As part of his research, Weinstein and his research lab have examined the sources and fate of microplastics and their effects on oysters and shrimp. In earlier studies, they conducted a survey of the litter found in Charleston Harbor and discovered a high abundance of microplastic fragments to be tire particles .

"We found there are 7.5 tons of plastic debris in Charleston Harbor," Weinstein continued. "This led us to look at how plastic litter contributes to the larger microplastic problem. The most impactful finding was that, amongst the microplastic debris, we found tire particles, often in high concentrations."

John Weinstein and Rian Burris
Weinstein (right) and Rian Burris, an undergraduate student, collect oyster samples in Bulls Bay, South Carolina. (Photo courtesy of John Weinstein)

Weinstein noted that in Charleston Harbor, anywhere from 20% to 40% of microplastic debris consists of tire particles, and at some locations it is more than 90%.

In another study on tire particles and oysters , Weinstein and his lab researched the accumulation and depuration -the process of cleaning out or removing contaminants - of microplastics, including tire particles, in oysters. They found that oysters accumulated tire particles at a faster rate than they do other microplastics, and that 44 hours of depuration only reduces the microplastic load in oysters by about half.

"The FDA guideline for shellfish contaminated with pathogenic organisms is a 44-hour depuration period," Weinstein noted. "There are no current guidelines for depuration of microplastics; however, a 44-hour time period is not long enough to depurate microplastics in oysters."

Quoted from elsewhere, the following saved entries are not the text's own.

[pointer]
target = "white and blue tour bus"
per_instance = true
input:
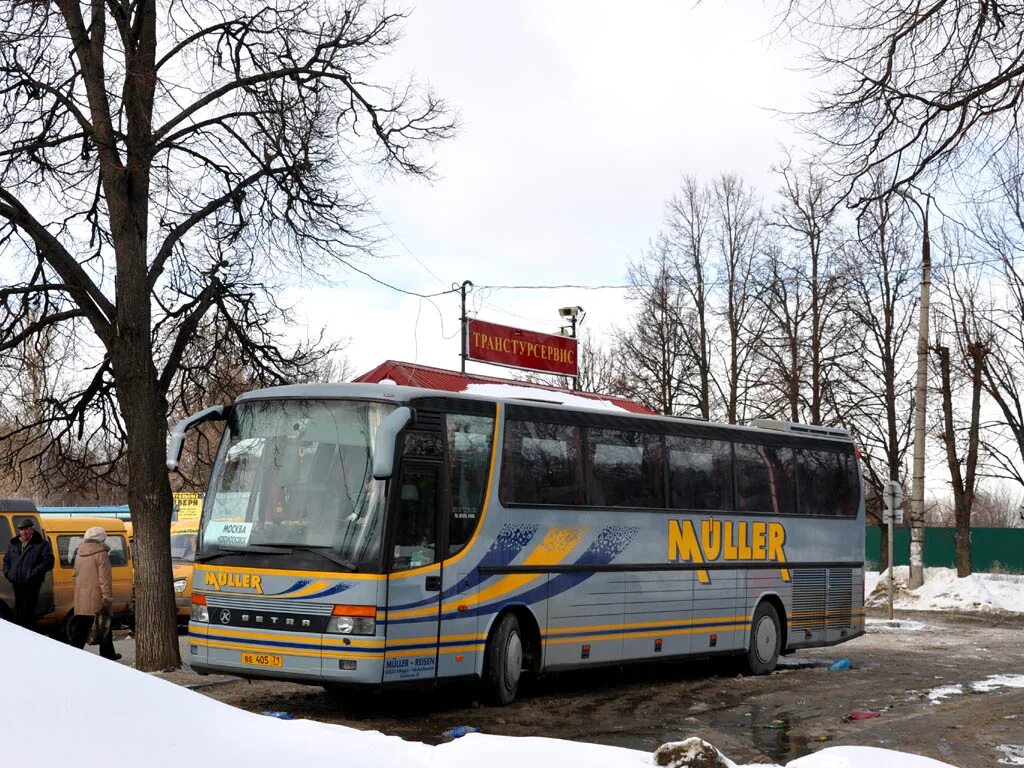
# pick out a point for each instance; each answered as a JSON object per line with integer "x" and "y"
{"x": 370, "y": 535}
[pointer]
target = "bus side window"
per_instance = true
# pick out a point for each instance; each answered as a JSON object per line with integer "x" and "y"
{"x": 470, "y": 445}
{"x": 416, "y": 540}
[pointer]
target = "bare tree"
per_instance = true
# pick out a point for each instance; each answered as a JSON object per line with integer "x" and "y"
{"x": 807, "y": 216}
{"x": 999, "y": 230}
{"x": 738, "y": 228}
{"x": 918, "y": 87}
{"x": 882, "y": 302}
{"x": 157, "y": 164}
{"x": 651, "y": 351}
{"x": 687, "y": 237}
{"x": 962, "y": 437}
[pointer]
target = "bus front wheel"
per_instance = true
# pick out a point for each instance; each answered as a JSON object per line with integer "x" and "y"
{"x": 766, "y": 640}
{"x": 504, "y": 662}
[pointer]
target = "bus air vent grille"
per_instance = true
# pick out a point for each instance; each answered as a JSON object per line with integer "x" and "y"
{"x": 840, "y": 597}
{"x": 808, "y": 598}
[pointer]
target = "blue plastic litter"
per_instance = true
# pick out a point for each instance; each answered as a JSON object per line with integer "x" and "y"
{"x": 460, "y": 730}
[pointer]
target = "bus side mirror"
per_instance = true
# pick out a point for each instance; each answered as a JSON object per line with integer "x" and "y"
{"x": 386, "y": 440}
{"x": 177, "y": 438}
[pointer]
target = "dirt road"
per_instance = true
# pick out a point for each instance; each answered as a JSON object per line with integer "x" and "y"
{"x": 907, "y": 676}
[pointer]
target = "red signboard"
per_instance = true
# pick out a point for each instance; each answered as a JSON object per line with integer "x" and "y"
{"x": 503, "y": 345}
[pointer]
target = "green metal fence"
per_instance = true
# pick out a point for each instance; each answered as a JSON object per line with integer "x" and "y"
{"x": 991, "y": 549}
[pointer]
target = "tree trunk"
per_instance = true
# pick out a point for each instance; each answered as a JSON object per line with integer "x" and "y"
{"x": 144, "y": 411}
{"x": 920, "y": 402}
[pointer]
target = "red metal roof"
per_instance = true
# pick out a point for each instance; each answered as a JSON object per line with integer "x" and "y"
{"x": 413, "y": 375}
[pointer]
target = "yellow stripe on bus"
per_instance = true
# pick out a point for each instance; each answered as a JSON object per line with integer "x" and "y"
{"x": 283, "y": 650}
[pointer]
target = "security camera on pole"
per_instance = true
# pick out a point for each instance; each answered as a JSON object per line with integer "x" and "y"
{"x": 892, "y": 498}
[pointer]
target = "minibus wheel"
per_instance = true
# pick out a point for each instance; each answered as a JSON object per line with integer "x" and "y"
{"x": 766, "y": 640}
{"x": 504, "y": 662}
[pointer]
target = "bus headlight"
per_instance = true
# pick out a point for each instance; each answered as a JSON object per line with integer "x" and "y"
{"x": 200, "y": 611}
{"x": 352, "y": 620}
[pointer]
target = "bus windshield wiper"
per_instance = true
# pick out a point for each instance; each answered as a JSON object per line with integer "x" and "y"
{"x": 261, "y": 549}
{"x": 328, "y": 554}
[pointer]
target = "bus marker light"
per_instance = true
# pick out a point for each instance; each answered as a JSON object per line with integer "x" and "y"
{"x": 354, "y": 610}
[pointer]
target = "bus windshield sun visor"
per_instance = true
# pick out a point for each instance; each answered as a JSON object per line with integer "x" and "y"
{"x": 387, "y": 434}
{"x": 214, "y": 413}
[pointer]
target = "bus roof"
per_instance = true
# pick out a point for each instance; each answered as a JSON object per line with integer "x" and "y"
{"x": 554, "y": 399}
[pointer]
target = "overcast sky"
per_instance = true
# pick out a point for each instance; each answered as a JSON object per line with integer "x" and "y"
{"x": 578, "y": 122}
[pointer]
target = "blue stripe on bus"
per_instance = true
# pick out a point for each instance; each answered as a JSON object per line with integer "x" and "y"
{"x": 300, "y": 584}
{"x": 312, "y": 645}
{"x": 341, "y": 587}
{"x": 507, "y": 545}
{"x": 609, "y": 544}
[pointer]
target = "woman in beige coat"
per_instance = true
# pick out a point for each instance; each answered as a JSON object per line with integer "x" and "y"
{"x": 93, "y": 593}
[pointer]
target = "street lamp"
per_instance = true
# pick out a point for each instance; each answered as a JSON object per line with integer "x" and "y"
{"x": 576, "y": 315}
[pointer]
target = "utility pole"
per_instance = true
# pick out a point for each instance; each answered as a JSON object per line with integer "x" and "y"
{"x": 464, "y": 289}
{"x": 576, "y": 314}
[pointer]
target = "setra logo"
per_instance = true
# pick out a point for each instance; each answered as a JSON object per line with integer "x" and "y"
{"x": 728, "y": 541}
{"x": 237, "y": 581}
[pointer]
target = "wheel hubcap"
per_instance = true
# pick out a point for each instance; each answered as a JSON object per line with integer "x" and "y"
{"x": 513, "y": 662}
{"x": 764, "y": 639}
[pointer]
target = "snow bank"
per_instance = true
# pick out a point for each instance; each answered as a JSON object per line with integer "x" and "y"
{"x": 944, "y": 591}
{"x": 72, "y": 700}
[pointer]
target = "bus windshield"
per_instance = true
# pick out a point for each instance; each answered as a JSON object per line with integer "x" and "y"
{"x": 295, "y": 477}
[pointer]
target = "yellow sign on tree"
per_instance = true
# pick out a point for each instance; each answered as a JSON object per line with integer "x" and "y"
{"x": 187, "y": 507}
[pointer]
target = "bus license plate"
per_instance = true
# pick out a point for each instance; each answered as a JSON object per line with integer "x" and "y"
{"x": 262, "y": 659}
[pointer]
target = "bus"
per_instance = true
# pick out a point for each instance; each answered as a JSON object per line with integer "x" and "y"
{"x": 371, "y": 535}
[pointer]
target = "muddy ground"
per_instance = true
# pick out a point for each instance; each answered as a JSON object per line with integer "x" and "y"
{"x": 800, "y": 709}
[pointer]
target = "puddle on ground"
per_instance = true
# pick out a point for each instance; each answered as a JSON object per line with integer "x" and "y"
{"x": 771, "y": 733}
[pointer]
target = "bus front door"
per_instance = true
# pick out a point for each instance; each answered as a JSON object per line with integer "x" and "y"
{"x": 415, "y": 577}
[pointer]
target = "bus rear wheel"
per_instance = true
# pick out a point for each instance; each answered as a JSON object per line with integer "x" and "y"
{"x": 504, "y": 662}
{"x": 766, "y": 640}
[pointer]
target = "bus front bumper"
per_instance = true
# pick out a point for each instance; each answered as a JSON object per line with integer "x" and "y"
{"x": 294, "y": 655}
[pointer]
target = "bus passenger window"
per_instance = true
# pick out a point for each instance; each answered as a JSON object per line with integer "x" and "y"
{"x": 827, "y": 483}
{"x": 542, "y": 464}
{"x": 765, "y": 479}
{"x": 699, "y": 473}
{"x": 625, "y": 468}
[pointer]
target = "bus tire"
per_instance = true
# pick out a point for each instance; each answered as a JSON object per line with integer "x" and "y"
{"x": 65, "y": 628}
{"x": 504, "y": 662}
{"x": 766, "y": 640}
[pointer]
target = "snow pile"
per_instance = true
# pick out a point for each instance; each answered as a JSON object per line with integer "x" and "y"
{"x": 100, "y": 695}
{"x": 943, "y": 590}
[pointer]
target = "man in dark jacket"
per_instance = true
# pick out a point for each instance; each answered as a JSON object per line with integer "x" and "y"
{"x": 29, "y": 558}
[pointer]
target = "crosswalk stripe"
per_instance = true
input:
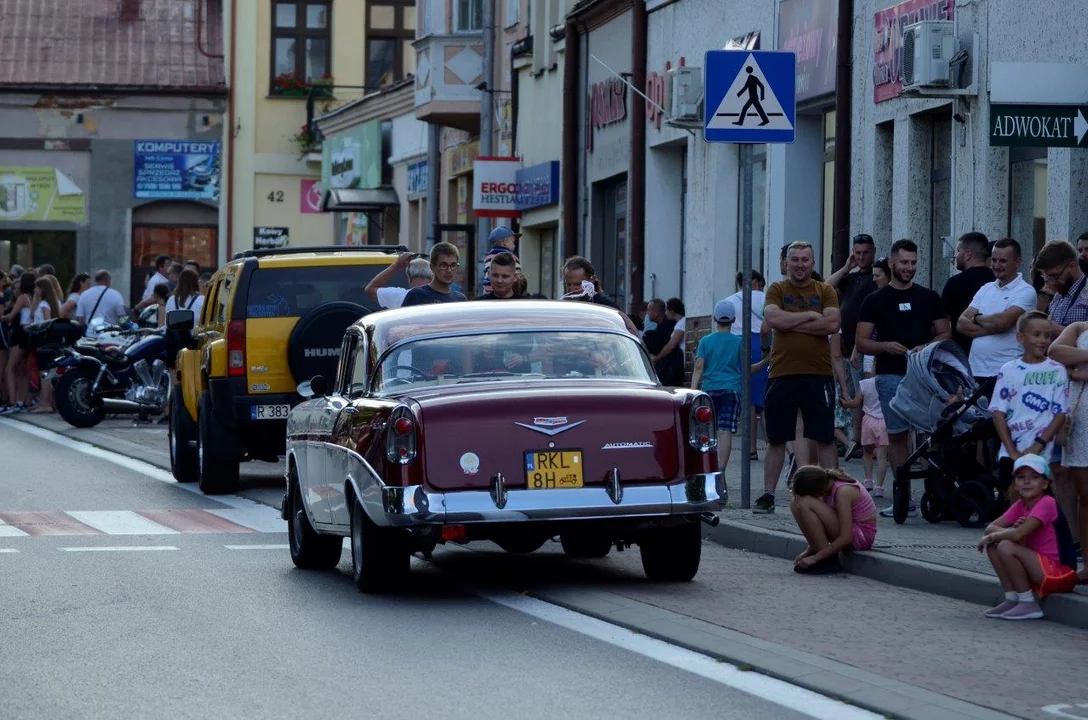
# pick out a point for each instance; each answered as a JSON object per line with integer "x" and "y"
{"x": 120, "y": 522}
{"x": 54, "y": 522}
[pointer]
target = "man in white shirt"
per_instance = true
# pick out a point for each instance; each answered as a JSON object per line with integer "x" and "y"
{"x": 418, "y": 271}
{"x": 161, "y": 268}
{"x": 990, "y": 319}
{"x": 100, "y": 301}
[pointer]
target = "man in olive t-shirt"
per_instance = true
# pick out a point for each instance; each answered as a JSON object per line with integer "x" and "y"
{"x": 802, "y": 312}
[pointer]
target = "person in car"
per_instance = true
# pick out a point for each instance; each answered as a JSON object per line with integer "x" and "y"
{"x": 445, "y": 260}
{"x": 419, "y": 274}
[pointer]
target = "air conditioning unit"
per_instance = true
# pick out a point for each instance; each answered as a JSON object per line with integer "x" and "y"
{"x": 684, "y": 94}
{"x": 927, "y": 48}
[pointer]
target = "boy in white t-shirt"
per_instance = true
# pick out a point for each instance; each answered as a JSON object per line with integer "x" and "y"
{"x": 1029, "y": 397}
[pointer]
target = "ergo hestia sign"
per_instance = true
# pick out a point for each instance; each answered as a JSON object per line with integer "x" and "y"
{"x": 1039, "y": 126}
{"x": 495, "y": 187}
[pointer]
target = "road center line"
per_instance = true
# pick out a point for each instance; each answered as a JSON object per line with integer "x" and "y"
{"x": 119, "y": 548}
{"x": 763, "y": 686}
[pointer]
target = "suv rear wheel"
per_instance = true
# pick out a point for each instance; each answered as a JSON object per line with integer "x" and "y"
{"x": 217, "y": 455}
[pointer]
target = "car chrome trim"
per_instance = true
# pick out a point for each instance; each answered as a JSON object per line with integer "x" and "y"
{"x": 416, "y": 506}
{"x": 551, "y": 432}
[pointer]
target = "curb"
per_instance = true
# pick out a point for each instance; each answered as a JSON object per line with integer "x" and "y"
{"x": 829, "y": 678}
{"x": 1067, "y": 608}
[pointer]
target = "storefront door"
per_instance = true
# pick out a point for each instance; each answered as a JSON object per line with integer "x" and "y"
{"x": 33, "y": 248}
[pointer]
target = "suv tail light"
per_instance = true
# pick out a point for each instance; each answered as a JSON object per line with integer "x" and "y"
{"x": 400, "y": 437}
{"x": 236, "y": 347}
{"x": 702, "y": 425}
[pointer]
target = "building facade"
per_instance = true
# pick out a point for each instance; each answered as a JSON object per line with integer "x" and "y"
{"x": 934, "y": 168}
{"x": 106, "y": 163}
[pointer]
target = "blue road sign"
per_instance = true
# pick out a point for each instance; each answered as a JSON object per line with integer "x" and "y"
{"x": 751, "y": 96}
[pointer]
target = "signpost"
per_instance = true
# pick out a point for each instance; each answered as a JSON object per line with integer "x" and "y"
{"x": 1039, "y": 126}
{"x": 751, "y": 97}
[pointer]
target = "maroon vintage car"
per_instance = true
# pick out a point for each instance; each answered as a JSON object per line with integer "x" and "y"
{"x": 512, "y": 421}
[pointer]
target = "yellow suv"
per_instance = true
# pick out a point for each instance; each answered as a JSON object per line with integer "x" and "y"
{"x": 271, "y": 320}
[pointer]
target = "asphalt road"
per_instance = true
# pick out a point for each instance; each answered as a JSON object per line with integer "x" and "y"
{"x": 125, "y": 596}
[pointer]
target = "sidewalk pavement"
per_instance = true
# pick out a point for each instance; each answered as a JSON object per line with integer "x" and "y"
{"x": 932, "y": 558}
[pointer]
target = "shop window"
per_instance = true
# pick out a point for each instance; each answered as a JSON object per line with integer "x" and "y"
{"x": 181, "y": 244}
{"x": 827, "y": 228}
{"x": 301, "y": 46}
{"x": 468, "y": 15}
{"x": 941, "y": 245}
{"x": 1027, "y": 198}
{"x": 391, "y": 28}
{"x": 752, "y": 222}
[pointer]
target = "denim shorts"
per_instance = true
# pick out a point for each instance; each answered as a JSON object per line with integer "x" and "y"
{"x": 886, "y": 389}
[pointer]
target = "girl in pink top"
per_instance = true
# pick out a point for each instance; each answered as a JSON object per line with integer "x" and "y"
{"x": 835, "y": 513}
{"x": 1023, "y": 547}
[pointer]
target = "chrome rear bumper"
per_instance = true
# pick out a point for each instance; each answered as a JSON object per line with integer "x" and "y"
{"x": 416, "y": 506}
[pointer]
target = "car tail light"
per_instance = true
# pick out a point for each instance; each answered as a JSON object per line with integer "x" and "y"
{"x": 236, "y": 347}
{"x": 400, "y": 442}
{"x": 702, "y": 431}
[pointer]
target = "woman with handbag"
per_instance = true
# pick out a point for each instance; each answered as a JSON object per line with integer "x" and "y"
{"x": 1071, "y": 349}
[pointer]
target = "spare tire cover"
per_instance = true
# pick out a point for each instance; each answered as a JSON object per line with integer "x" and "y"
{"x": 314, "y": 345}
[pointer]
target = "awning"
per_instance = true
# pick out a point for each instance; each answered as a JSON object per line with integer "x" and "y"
{"x": 359, "y": 200}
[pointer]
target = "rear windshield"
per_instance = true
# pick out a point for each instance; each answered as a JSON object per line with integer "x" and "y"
{"x": 293, "y": 292}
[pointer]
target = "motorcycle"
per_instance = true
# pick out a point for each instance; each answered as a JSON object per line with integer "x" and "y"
{"x": 93, "y": 380}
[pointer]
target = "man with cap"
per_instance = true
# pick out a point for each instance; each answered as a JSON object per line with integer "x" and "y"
{"x": 718, "y": 373}
{"x": 503, "y": 239}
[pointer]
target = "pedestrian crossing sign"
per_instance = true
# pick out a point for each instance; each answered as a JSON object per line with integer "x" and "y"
{"x": 751, "y": 96}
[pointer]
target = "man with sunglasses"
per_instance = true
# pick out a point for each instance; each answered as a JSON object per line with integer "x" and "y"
{"x": 445, "y": 260}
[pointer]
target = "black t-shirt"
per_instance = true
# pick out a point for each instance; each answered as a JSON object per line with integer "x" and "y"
{"x": 904, "y": 317}
{"x": 959, "y": 292}
{"x": 853, "y": 289}
{"x": 427, "y": 295}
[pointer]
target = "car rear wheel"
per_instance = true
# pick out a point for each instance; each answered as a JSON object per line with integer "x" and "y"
{"x": 183, "y": 434}
{"x": 585, "y": 544}
{"x": 217, "y": 457}
{"x": 380, "y": 561}
{"x": 309, "y": 549}
{"x": 671, "y": 554}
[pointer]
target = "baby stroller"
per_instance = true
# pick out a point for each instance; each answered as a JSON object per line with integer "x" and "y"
{"x": 957, "y": 485}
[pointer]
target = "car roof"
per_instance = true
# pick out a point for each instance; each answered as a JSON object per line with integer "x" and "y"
{"x": 453, "y": 319}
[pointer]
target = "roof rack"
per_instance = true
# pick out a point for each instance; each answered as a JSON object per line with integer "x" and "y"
{"x": 325, "y": 248}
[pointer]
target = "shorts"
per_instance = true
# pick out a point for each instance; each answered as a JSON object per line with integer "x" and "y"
{"x": 813, "y": 396}
{"x": 874, "y": 432}
{"x": 728, "y": 406}
{"x": 886, "y": 388}
{"x": 863, "y": 535}
{"x": 1055, "y": 578}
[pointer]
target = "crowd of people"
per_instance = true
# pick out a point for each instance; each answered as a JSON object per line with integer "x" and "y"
{"x": 32, "y": 296}
{"x": 839, "y": 350}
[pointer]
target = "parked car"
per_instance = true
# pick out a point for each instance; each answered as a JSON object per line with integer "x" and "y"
{"x": 271, "y": 319}
{"x": 511, "y": 422}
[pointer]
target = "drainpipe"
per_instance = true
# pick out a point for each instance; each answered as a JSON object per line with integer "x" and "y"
{"x": 570, "y": 123}
{"x": 230, "y": 128}
{"x": 842, "y": 133}
{"x": 637, "y": 176}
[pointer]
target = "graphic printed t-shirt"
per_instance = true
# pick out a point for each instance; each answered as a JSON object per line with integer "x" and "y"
{"x": 721, "y": 361}
{"x": 989, "y": 352}
{"x": 1045, "y": 540}
{"x": 793, "y": 352}
{"x": 1029, "y": 395}
{"x": 904, "y": 317}
{"x": 427, "y": 295}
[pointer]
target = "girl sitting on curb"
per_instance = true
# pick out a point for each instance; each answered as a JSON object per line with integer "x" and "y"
{"x": 1026, "y": 545}
{"x": 835, "y": 513}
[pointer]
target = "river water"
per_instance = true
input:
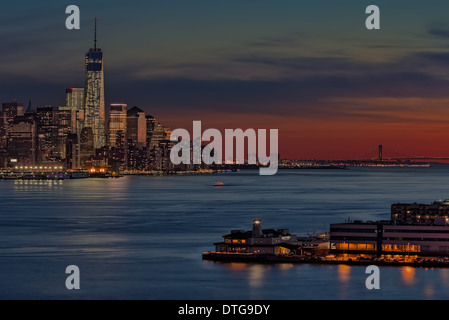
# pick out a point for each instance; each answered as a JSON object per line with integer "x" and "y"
{"x": 141, "y": 237}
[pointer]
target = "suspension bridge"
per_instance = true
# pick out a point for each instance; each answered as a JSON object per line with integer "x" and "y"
{"x": 381, "y": 153}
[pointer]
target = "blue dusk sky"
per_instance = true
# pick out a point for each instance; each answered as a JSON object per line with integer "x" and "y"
{"x": 308, "y": 68}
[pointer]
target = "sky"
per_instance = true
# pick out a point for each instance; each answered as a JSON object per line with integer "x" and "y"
{"x": 310, "y": 69}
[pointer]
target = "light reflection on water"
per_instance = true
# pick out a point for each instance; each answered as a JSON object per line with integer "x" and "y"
{"x": 142, "y": 237}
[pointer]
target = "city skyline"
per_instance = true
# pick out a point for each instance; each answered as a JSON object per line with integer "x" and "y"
{"x": 285, "y": 69}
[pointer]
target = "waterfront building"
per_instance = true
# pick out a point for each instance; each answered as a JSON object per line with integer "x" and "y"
{"x": 87, "y": 150}
{"x": 22, "y": 141}
{"x": 259, "y": 241}
{"x": 388, "y": 238}
{"x": 10, "y": 110}
{"x": 72, "y": 156}
{"x": 75, "y": 101}
{"x": 136, "y": 127}
{"x": 53, "y": 126}
{"x": 117, "y": 125}
{"x": 419, "y": 213}
{"x": 94, "y": 103}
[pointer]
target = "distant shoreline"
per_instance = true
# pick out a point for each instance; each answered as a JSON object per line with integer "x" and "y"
{"x": 275, "y": 259}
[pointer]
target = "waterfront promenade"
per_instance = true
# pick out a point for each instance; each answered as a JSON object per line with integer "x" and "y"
{"x": 429, "y": 262}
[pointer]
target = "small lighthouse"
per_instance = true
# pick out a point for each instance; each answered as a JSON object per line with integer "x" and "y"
{"x": 257, "y": 228}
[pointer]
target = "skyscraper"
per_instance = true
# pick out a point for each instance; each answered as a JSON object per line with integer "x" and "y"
{"x": 136, "y": 127}
{"x": 117, "y": 124}
{"x": 74, "y": 99}
{"x": 94, "y": 104}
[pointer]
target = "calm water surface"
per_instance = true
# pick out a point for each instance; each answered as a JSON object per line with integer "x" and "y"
{"x": 142, "y": 237}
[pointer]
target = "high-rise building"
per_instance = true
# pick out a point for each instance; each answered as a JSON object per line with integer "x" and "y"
{"x": 94, "y": 104}
{"x": 53, "y": 127}
{"x": 117, "y": 124}
{"x": 10, "y": 111}
{"x": 74, "y": 99}
{"x": 22, "y": 141}
{"x": 72, "y": 152}
{"x": 136, "y": 127}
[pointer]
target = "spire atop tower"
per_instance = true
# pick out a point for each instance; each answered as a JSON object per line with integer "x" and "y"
{"x": 95, "y": 37}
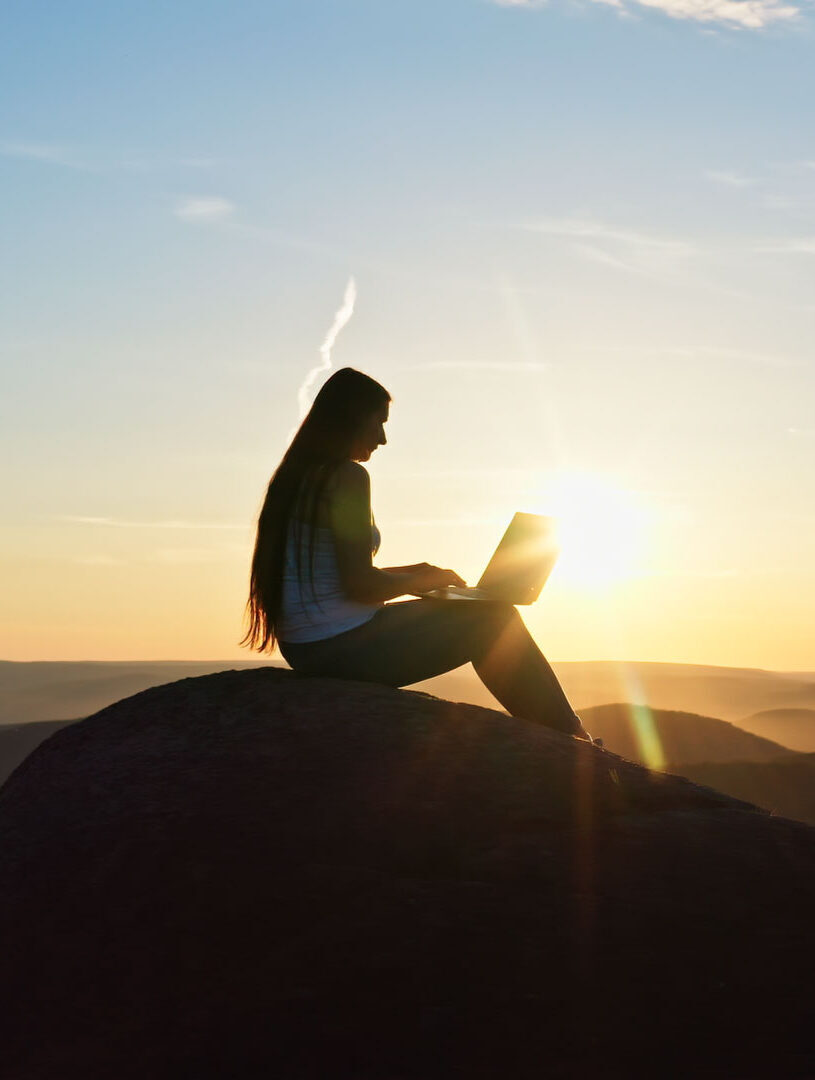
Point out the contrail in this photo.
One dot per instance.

In addition to his research on oysters and tire particles, Weinstein has also collaborated with Leslie Hart, Ph.D. and another NIEHS grantee at the College of Charleston, on microplastic exposure in bottlenose dolphins . In this study, the researchers screened for plastic ingestion among free-ranging dolphins in Sarasota Bay, Florida. Researchers detected suspected microplastic particles in all samples from seven live bottlenose dolphins. The most common types of particles were transparent films, white foams, and fibers.

Weinstein hopes to continue researching the effects of microplastics and tire particles. He would also like to factor in climate change impacts when researching particle-accumulation rates in oysters. While increasing temperatures may speed up filtration, it is unclear how they may affect the rates of uptake, accumulation, and even depuration in oysters.

"Since we now know how many microplastics and tire particles are in oysters along the South Carolina coast, I would like to broaden my research to include other shellfish species to see how widespread this problem is," commented Weinstein.